Menurut Winkel, pemberian tugas dapat dipandang dari tiga sudut,
yaitu:
a) menurut tujuan instruksional yang harus dicapai, apakah
termasuk ranah kognitif, ranah afektif, dan ranah psikomotorik;
b) menurut jumlah siswa yang mengerjakan;
c) menurut kadar untutan. Siswa diminta untuk bekerja sendiri atau
dituntun oleh guru.
h. Pembelajaran membaca permulaan di kelas rendah melaksanakan
teknik demonstrasi, missalnya: siswa diminta melafalkan huruf,
membaca kata, dan kalimat di depan kelas.
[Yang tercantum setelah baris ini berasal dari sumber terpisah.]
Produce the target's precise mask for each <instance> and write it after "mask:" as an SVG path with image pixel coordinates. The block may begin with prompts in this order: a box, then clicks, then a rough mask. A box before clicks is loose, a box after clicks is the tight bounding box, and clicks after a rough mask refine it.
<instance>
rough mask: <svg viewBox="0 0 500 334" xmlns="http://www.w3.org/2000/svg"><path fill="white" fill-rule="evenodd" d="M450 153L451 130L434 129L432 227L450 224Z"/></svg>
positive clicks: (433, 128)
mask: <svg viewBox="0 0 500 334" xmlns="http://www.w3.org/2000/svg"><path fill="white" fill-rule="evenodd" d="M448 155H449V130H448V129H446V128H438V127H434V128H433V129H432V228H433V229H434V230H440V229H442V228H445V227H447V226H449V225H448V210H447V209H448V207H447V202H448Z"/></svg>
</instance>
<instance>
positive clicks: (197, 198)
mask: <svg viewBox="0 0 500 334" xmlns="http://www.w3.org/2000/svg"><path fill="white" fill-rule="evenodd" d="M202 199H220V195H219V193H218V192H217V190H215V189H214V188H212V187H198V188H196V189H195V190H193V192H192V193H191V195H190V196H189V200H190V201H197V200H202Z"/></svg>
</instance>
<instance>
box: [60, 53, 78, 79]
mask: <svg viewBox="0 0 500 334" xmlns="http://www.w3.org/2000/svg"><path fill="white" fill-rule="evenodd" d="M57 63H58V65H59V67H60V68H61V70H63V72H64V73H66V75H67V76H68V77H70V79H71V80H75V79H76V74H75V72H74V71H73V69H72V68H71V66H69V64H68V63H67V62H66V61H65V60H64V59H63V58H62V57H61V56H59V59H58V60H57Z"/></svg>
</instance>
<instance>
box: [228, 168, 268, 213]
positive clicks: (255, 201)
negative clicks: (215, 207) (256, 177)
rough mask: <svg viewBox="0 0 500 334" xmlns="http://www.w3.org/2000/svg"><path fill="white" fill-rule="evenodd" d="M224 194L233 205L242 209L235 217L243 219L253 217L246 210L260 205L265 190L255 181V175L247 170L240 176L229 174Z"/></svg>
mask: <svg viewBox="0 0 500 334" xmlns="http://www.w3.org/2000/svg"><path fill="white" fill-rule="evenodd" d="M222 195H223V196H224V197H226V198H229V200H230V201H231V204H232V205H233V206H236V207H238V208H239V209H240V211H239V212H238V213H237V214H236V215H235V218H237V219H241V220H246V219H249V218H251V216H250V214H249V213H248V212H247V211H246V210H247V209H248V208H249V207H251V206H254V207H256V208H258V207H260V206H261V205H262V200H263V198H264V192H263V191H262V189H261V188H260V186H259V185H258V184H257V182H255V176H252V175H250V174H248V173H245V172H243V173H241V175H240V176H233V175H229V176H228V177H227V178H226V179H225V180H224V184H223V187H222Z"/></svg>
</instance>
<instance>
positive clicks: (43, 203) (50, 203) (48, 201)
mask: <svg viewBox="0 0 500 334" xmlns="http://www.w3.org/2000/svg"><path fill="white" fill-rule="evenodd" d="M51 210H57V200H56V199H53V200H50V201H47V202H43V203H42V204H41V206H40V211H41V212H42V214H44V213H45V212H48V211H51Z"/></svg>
Untuk melaksanakan
teknik demonstrasi guru menggunakan langkah-langkah sebagai
berikut:
1) menetapkan tujuan;
2) mempersiapkan media;
3) menetapkan langkah-langkah demonstrasi;
4) menyediakan waktu;
5) mengadakan evaluasi.
Teknik demonstrasi adalah cara mengajar di mana seorang
guru menunjukkan, memperlihatkan sesuatu proses. Iskandar wassid
dan Sunendar, mengatakan teknik demonstrasi adalah
memperlihatkan aktivitas pengajar melakukan suatu kegiatan
sehingga proses penerimaan peserta didik terhadap pelajaran lebih
mendalam, membentuk pengertian dengan baik dan sempurna.